Another modelling approach by Di Minin et al. (2015) estimated the legal trade in rhino horn could make a profit of $717,000,000 all things considered. They concluded, however, that that the optimal approach to maintain the rhino population above its current size requires antipoaching efforts to increase as well as the monetary fines on conviction rather than lift the ban on poaching. This would come at a cost of approximately $147,000,000 a year.
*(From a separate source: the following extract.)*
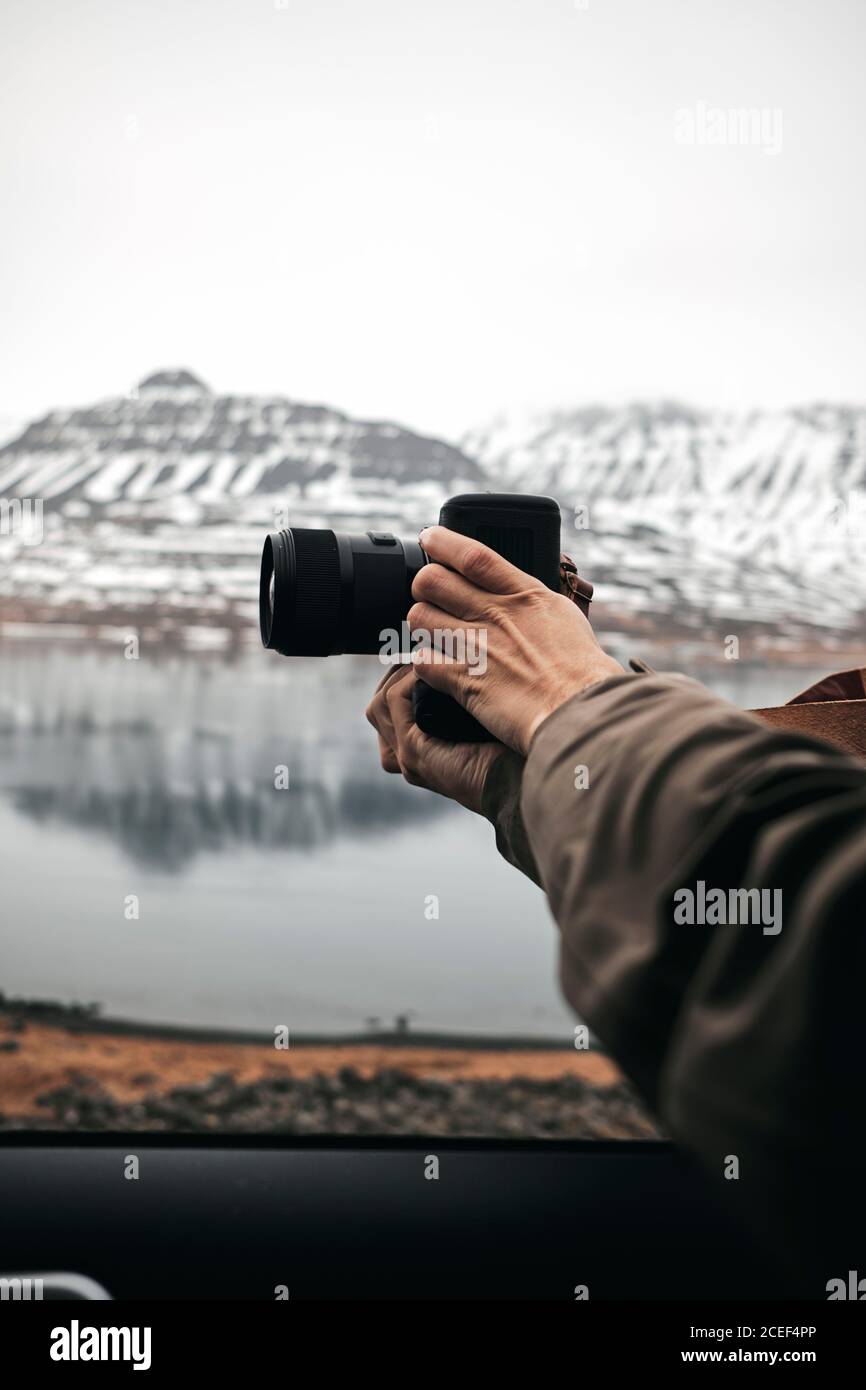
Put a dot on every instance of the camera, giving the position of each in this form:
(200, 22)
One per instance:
(328, 592)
Since it began to escalate in 2008, rhino poaching has reached numbers that are pushing the limits of the species’ conservation. Unless drastic measures are taken, rhino populations could be driven to extinction within 20 years (Di Minin et al., 2015a; Knight, 2017). The history of hunting in Africa has proven how financial incentives can encourage the private sector to engage in conservation for the benefit of ecosystems, having saved rhinos from the brink of extinction in the past (Lindsey et al., 2006; Di Minin et al., 2016a). Legalising international rhino horn trade is proposed as a new measure of protection of rhinoceroses that will fund future conservation efforts. However, the risks associated with legal trade including an unsustainable increase in the demand may be too great to balance out the benefits (Biggs et al., 2013; Crookes and Blignaut, 2015). Given the complexity of the issue, the purpose of this review is not to take a stand for either side of the argument but to encourage further empirical research in the area and highlight the urgency of prompt action to address the problem.